The default behavior if nothing is specified in either the tdml:testSuite
or the test case itself, is onePass
. The values of these attributes can be:
none
tdml:parserTestCase: Parse given data, compare to expected infoset.
tdml:unparserTestCase: Unparse given infoset, compare output data to expected data.
onePass
tdml:parserTestCase: Parse given data, compare to expected infoset, expect match. Unparse infoset, compare to given data.

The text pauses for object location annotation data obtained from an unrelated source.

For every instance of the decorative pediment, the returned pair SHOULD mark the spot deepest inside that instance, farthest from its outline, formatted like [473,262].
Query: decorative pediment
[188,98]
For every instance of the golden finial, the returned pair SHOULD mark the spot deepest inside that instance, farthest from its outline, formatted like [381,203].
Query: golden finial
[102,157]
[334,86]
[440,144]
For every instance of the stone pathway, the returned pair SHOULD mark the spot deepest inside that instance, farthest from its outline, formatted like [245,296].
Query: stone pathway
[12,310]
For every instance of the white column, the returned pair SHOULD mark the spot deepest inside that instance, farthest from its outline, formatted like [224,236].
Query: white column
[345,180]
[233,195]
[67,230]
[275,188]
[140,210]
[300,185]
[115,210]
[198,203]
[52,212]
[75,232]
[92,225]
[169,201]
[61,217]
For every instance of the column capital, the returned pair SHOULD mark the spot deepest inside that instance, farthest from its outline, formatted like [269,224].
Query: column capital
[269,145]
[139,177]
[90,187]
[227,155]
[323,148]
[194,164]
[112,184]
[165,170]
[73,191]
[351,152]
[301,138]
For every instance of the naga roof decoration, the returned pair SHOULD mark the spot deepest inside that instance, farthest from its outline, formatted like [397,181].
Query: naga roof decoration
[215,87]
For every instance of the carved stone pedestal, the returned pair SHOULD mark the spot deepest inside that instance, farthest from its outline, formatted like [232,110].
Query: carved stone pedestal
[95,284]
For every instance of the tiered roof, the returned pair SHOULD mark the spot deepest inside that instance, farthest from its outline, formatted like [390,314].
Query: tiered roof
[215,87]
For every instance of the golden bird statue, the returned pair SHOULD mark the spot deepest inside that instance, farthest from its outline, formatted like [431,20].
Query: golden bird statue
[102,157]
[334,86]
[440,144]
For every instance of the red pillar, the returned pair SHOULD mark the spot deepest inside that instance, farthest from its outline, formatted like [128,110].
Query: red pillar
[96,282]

tdml:unparserTestCase: Unparse given infoset, compare output data to expected data, expect match. Parse data to infoset, compare to expected infoset, expect match.
twoPass
tdml:parserTestCase: Parse given data, compare to expected infoset, expect failure. Unparse infoset, compare to given data, expect failure. Parse output data to a second infoset. Compare to first infoset, expect success.
tdml:unparserTestCase: Invalid
threePass
tdml:parserTestCase: Parse given data, compare to expected infoset, expect failure. Unparse infoset to first output data, compare to given data, expect failure. Parse first output data to second infoset. Compare to expected infoset, expect failure. Unparse second infoset to second output data, compare to first output data, expect success.
tdml:unparserTestCase: Invalid
false
Same as none
, used for backwards compatability
true
Same as onePass
, used for backwards compatability
A test must be designated as (or default to) requiring a specific number of passes. A test designated as twoPass
must fail in onePass
in order to succeed with the second pass. A test designated threePass
must fail both the first pass, and second pass in order to succeed on the third pass. The twoPass
and especially threePass
modes must be used with caution as they can mask errors; hence, tests should be designed to need them when they are used.